In the last few days, I've read two interesting articles about news and its audience. In very different ways, the articles look at how traditional media favor the predictable stories. Today, as I watched the Scoble/Facebook/Plaxo mini-maelstrom spin up before turning into an interesting discussion of privacy / data portability / contracts (pick a theme, any theme), I thought about what becomes the lead story online. Celebrity scandal, it seems, sells online, too.
No one ever went broke underestimating the intelligence of the American public.
- Henry Mencken
John Hockenberry confirms low opinions of network television news in the January/February issue of Technology Review. Among the many indictments, he describes the network's fixation on a chosen narrative and stories that provoke an emotional response. If it bleeds, it leads, unless it contradicts the approved story line. It's interesting to consider the same mindset planning local TV stations' murder-and-mayhem hour (aka the 11 o'clock news).
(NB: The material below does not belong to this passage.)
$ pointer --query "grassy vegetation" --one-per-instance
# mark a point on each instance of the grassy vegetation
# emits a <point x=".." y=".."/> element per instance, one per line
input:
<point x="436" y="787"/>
They misunderestimated me.
- George W. Bush
Moving from screen to print, Michael Hirschorn dissected front page story selection in the December issue of The Atlantic. Comparing most-emailed lists from major newspapers to their front pages, he discovered that readers' interests are not framed by the media-driven narrative:
The most-e-mailed lists… were a rich stew of global affairs, provocative insight, hot-button issues, pop culture, compelling narrative, and enlightened localism. In short, they were interesting.
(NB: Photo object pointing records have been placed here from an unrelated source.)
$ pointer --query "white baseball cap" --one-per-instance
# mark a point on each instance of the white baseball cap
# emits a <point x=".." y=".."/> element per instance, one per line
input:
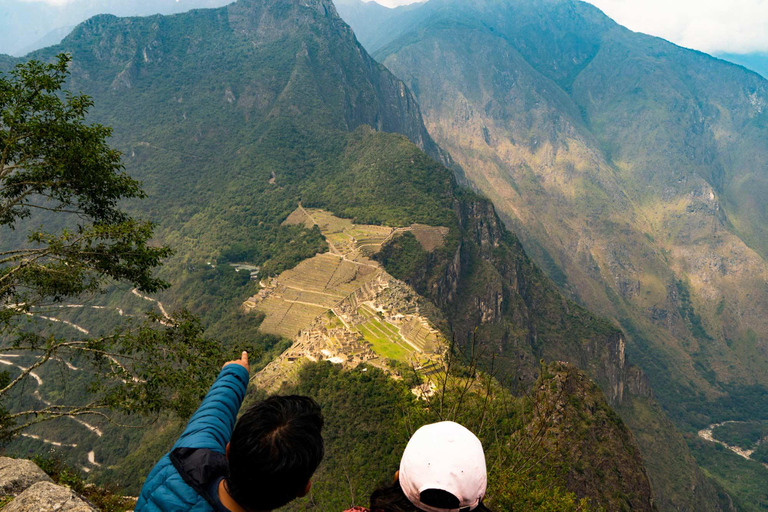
<point x="444" y="456"/>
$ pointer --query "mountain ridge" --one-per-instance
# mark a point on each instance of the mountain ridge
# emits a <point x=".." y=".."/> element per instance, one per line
<point x="594" y="146"/>
<point x="233" y="116"/>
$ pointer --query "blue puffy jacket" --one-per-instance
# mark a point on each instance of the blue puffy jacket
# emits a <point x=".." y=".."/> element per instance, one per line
<point x="182" y="480"/>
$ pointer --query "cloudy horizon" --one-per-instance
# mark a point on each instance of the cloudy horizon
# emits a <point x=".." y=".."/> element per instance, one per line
<point x="712" y="26"/>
So, basically, quality writing captures people's interest. Shocking. Hirschorn sees newspaper readers choosing interesting stories over important stories, but in combination with Hockenberry's stories, I wonder if that's a reaction to the drumbeat of the narrative.
The notion of a user-selected front page is an interesting thought, but we know from Digg and Techmeme that the democratized approach has its own issues. Imagine the fun if "optimizers" found a way to game the front page of the New York Times...
No, I'd rather see editors and producers get serious with the journalism stuff. Compete with YouTube on the celebrity noise if you must, but remember the audience that is attracted to quality content and that will share what it finds interesting.
Social media headlines
So, anyway, I'm indulging my Twitter habit today, and suddenly everyone in the bubble is talking about Scoble and his little tiff with Facebook. Eventually, everyone blogged their opinions, and it took over Techmeme. The Wall Street Journal has $100 oil; we get a screen-scraping scandal.
Once the story hit the blogs, it got picked up by the memetrackers, but if you really wanted to keep up, you had to follow Twitter—a huge time sink, and impossible to read it all. What if someone were to build a memetracker that summarized Twitter discussions in near-real time? Not just stats, popularity or visualization, but an actual summary? Then everyone could be in on the 30-second news cycle that is the social media echosphere.
Yeah, I know, it has all sorts of challenges. If it were easy, I'd do it myself.
Update: Enter Tweetmeme. Will this do the trick?